AST、ALTがともに高値を示す場合、あるいはALTが単独で高値を示す場合は肝障害の可能性が高くなります。逆に、ASTが圧倒的に優位に高値を示す場合は心筋梗塞や筋疾患、溶血性貧血など肝臓以外の臓器の障害が考えられるわけである。

(尚、ASTは激しい運動の直後、あるいは採血時の溶血によって赤血球中より逸脱し高い値を示すことがあるので注意)

 

ところで、血中半減期はASTでは11~15時間、ALTでは40~50時間といわれ、随分と違いがある。この差異は臨床では非常に重要。肝臓が一斉に破壊される急性肝炎や、慢性肝炎の急性増悪の際、この半減期の差のために、病初期は AST>ALT を呈し、後期は逆転して AST<ALT と なる。

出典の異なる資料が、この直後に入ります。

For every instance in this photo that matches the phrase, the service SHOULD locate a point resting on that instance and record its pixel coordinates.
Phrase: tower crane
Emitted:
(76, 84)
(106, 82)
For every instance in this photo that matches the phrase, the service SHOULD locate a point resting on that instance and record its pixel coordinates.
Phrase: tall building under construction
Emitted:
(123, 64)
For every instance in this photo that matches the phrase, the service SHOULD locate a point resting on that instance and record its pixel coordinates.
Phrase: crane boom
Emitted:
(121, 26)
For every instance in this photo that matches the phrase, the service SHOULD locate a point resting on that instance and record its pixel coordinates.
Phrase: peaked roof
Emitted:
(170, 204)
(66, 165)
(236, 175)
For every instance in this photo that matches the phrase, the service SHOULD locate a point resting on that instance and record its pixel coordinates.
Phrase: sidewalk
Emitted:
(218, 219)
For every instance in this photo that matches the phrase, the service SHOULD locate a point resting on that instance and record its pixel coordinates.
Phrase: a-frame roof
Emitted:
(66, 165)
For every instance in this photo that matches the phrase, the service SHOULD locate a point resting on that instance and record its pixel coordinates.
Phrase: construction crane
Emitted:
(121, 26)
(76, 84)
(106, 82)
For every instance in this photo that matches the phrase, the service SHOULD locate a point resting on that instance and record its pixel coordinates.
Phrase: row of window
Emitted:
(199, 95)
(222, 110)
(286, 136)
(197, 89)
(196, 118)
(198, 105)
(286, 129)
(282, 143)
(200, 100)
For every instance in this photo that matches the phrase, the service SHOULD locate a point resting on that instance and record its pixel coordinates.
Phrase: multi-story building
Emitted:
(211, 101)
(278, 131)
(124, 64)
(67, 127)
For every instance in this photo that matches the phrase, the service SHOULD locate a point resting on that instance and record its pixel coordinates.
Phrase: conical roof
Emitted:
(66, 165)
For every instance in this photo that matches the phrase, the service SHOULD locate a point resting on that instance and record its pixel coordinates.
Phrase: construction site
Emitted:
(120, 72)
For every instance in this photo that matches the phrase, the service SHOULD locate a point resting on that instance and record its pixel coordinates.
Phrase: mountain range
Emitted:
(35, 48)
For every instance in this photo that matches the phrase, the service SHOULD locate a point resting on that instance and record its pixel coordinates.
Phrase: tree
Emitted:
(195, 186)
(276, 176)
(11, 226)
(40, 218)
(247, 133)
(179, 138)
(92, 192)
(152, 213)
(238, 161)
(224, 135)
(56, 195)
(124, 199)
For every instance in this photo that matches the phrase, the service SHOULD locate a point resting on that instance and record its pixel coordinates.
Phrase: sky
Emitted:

(病初期にAST>ALTとなるのはそもそも肝臓にはASTの方が多いから。)

(ASTは半減期が短いので後期ではほとんどなくなってしまっている。)

 

また、アルコール性肝障害ではAST優位が特徴で、AST/ALT比が2近くまで上昇します。エタノールによってALT合成が阻害され、かつ障害がミトコンドリアに及んでAST-m が逸脱するためといわれている。